As regulators and jittery investors force them to adopt more and more conservative lending standards, lenders are cutting more people out of the housing market. In what would strike most people outside the industry as a return to common sense, lenders now are shunning would-be borrowers who can't make a down payment, prove that they have a reliable income and show a record of reasonably regular bill-paying. They also are turning down refinancing requests from many people trapped by adjustable-rate loans that are proving too expensive after the initial feel-good period of low payments.
"This week is going to be a nightmare," says Melissa Cohn, chief executive of Manhattan Mortgage in New York. Lenders are scaling back so fast that it isn't clear which loans are available or on what terms, and rates are jumping even on large loans, known as jumbos, for prime borrowers.
Here's a short course on why this is bad.
Thanks to Calculated Risk we have a graph of new and existing homes available for sale:
Basically we have a glut of homes on the market and have had a glut of homes on the market for some time.

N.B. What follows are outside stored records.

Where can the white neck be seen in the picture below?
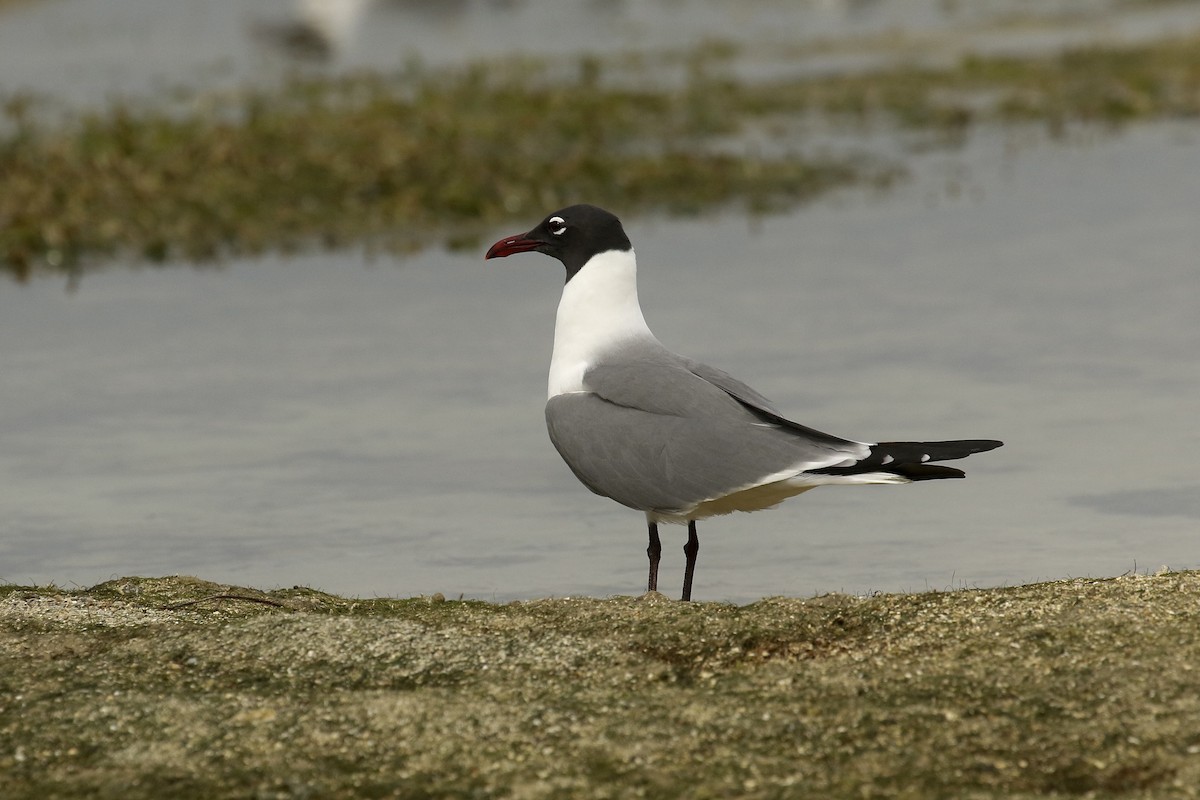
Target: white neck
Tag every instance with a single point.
(599, 310)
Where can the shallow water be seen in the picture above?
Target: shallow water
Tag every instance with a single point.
(375, 427)
(81, 53)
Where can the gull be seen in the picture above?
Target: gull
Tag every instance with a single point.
(670, 437)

Starting is say mid-2004 lenders started to get really aggressive in lending to people with bad credit. The basic issue here is lenders had pretty much exhausted the pool of solid credit risk, but lenders still wanted to make money. Hence, the easy liquidity.
Now lenders are returning to "prudent lending standards", basically meaning they are returning to the traditional way to doing business. That means concepts like a track record of paying bills is now important again.
So let's add all of these factors together.
-- Inventory of new and existing homes is incredibly high
-- Lenders are tightening Credit standards
-- The pool of good mortgage risk is small
That means the housing market is going to be facing a terrible remainder of the year.